Mycobacterial infectious diseases, including tuberculosis (TB), severely threaten global public health. Nonreplicating Mycobacterium tuberculosis (Mtb) is extremely difficult to eradicate using current TB drugs that primarily act on replicating cells. Novel TB drugs acting on unconventional targets are needed to combat TB efficiently. Although membrane-disrupting antimicrobial peptides and their synthetic mimics exhibit the potential to kill persisters, the lack of microbe selectivity, especially toward mycobacteria, has been a concern.
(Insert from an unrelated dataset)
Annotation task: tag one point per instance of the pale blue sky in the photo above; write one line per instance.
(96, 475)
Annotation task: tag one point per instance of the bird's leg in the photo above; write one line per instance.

Here, we report that the recently developed poly(guanylurea)-piperazine (PGU-P) shows fast and selective mycobactericidal effects. Using a nonpathogenic model organism, Mycobacterium smegmatis (Msm), we have found that the mycobactericidal effects of PGU-P are correlated to the disruption of the mycobacterial membrane potential and bioenergetics. Accordingly, PGU-P also potentiates bedaquiline, an oxidative phosphorylation-targeting TB drug disturbing mycobacterial bioenergetics. Importantly, PGU-P also exhibits a promising activity against pathogenic Mtb with a minimum inhibitory concentration of 37 mu g/mL. Our results support that PGU-P is a novel class of antimycobacterial biomaterial, and the unique structural feature can contribute to developing novel antimycobacterial drugs.

Automated summary

Mycobacterial infectious diseases, particularly tuberculosis (TB), are a significant global public health concern. Current TB drugs primarily target replicating cells and are ineffective against nonreplicating Mycobacterium tuberculosis (Mtb). This study reports the antimycobacterial effects of poly(guanylurea)-piperazine (PGU-P), which disrupts the mycobacterial membrane potential and bioenergetics. PGU-P also exhibits promising activity against pathogenic Mtb, making it a potential candidate for the development of novel antimycobacterial drugs.